Georgian forces this week mounted a large operation to quell a rebel militia in the Kodori Gorge, which is the only part of Abkhazia that remains under nominal Georgian control. The rest of the province has been de-facto independent, run by an internationally unrecognized government, since the end of a separatist war in the 1990s.
Georgia's Interior Ministry on Friday said its forces had taken firm control of the gorge and were hunting down some 70 holdout militia members. It said 25 other militia members or supporters of militia leader Emzar Kvistiani had been seized.
In a challenge to the separatist government, Georgian President Mikhail Saakashvili said late Thursday that Georgia intended to establish a legitimate "government of Abkhazia" in the gorge. Its members would likely to drawn from Abkhazia's government-in-exile, which was formed by those displaced from the territory by the previous decade's fighting.

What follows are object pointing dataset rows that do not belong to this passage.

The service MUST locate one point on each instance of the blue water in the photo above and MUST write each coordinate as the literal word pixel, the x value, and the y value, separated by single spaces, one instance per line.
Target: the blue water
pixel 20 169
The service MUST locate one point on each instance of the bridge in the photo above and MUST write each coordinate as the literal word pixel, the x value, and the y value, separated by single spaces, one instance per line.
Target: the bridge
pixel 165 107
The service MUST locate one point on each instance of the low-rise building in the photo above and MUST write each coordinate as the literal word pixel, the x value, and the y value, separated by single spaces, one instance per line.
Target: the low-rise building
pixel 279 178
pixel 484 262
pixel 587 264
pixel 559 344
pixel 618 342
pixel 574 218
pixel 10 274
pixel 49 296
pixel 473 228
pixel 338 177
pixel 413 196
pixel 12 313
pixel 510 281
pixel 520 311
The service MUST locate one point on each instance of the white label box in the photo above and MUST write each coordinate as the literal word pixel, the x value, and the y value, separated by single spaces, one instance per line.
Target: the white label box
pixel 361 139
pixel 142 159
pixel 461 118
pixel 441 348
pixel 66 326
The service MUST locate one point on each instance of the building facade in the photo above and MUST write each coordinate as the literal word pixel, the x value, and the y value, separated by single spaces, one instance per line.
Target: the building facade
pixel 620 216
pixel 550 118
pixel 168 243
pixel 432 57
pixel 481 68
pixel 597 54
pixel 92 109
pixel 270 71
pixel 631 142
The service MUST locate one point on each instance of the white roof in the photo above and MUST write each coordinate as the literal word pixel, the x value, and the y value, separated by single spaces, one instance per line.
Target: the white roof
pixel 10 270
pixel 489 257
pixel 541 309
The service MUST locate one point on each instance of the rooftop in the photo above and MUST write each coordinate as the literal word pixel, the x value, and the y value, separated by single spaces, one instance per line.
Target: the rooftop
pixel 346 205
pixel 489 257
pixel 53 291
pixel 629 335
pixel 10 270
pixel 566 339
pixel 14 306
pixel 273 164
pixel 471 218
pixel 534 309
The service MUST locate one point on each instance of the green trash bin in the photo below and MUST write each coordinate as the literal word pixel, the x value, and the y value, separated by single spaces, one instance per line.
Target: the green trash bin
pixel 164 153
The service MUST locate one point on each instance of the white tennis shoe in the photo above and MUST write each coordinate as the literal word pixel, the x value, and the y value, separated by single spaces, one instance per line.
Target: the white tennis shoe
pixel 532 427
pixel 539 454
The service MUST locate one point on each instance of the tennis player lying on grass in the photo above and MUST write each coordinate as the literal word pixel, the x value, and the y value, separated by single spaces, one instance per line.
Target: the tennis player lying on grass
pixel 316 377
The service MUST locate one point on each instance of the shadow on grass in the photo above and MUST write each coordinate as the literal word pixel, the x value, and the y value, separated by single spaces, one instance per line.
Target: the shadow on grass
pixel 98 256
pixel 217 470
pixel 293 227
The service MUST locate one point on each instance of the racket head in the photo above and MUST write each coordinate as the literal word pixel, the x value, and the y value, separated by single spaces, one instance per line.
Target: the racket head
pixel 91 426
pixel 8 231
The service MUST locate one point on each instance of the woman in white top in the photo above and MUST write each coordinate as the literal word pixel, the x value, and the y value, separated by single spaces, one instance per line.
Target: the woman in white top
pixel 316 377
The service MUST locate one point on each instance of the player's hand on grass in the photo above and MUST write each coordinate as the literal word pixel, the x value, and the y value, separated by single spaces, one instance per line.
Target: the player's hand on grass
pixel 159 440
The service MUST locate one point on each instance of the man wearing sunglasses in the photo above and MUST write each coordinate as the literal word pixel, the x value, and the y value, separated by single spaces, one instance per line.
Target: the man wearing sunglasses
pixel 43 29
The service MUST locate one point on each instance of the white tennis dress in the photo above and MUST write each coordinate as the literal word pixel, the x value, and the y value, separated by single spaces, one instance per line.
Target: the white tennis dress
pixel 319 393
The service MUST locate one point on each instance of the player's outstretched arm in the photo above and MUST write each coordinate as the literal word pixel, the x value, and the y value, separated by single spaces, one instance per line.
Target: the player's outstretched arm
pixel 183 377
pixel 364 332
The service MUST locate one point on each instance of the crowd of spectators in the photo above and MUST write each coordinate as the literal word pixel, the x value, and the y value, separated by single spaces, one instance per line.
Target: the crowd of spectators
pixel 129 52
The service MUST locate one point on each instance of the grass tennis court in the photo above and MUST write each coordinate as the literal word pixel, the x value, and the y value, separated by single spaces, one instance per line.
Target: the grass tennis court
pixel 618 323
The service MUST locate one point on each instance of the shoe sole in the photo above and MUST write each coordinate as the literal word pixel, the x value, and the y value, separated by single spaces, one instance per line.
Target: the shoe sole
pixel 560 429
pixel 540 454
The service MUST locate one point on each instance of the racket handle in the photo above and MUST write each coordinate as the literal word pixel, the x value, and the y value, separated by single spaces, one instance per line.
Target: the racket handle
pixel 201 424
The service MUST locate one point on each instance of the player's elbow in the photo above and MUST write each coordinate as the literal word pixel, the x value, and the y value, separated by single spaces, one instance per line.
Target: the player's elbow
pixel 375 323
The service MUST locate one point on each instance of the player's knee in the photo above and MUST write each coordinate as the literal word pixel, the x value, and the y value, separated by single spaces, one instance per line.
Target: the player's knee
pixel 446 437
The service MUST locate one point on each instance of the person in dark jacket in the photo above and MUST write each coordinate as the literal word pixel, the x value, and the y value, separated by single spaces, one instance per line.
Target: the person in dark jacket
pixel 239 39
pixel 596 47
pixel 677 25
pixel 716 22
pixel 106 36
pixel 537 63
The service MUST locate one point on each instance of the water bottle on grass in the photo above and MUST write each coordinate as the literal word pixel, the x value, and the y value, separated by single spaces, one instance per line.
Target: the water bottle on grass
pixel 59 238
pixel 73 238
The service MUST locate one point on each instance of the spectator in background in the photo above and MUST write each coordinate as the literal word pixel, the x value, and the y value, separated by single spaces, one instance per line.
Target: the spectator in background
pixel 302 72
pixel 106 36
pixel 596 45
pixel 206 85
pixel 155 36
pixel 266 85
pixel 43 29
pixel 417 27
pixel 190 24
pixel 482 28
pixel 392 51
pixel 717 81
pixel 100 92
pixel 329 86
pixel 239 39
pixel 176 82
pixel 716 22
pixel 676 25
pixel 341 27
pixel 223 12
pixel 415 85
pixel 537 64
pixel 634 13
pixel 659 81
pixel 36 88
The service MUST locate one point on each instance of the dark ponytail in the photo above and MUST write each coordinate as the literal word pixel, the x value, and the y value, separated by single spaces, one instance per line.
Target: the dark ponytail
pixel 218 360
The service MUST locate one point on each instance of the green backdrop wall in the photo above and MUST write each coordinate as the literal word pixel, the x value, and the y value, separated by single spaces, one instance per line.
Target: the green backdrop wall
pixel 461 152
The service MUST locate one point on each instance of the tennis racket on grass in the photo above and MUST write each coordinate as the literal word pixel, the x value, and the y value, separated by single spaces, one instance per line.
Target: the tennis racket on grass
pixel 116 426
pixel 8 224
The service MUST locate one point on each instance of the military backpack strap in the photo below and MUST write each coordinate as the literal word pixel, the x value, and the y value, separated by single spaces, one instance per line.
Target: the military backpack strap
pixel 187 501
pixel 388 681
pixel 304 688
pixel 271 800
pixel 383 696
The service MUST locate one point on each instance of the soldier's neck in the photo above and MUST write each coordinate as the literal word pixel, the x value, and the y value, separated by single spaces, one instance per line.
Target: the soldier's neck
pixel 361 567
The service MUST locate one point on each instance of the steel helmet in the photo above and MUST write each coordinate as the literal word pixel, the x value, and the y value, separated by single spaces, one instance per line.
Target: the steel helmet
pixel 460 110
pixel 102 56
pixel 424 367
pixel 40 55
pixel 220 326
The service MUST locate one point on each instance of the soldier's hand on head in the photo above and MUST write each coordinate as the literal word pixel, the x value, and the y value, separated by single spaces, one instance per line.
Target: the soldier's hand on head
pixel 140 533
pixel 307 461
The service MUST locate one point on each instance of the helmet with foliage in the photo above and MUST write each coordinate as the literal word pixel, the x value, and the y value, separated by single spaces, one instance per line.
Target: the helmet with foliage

The separatist president, Sergei Bagapsh, said Friday that Abkhazian forces had been placed on heightened alert, Interfax said.
Abkhazia seeks either independence or absorption into Russia, which has close ties with the separatist government but does not formally recognize it. Saakashvili's repeated vows to bring Abkhazia and another separatist region, South Ossetia, back under central government control have been a consistent irritant in relations between Tbilisi and Moscow.
Russia has peacekeeping forces in both provinces. Georgia accuses the peacekeepers of siding with the separatists.
Russian Foreign Minister Sergey Lavrov, in Malaysia for ASEAN security talks, said Friday that all signs indicate "the Georgian authorities will try to solve the problems in South Ossetia and Abkhazia by force. ... I don't think Georgia has a chance to solve these problems by force," the ITAR-Tass news agency reported.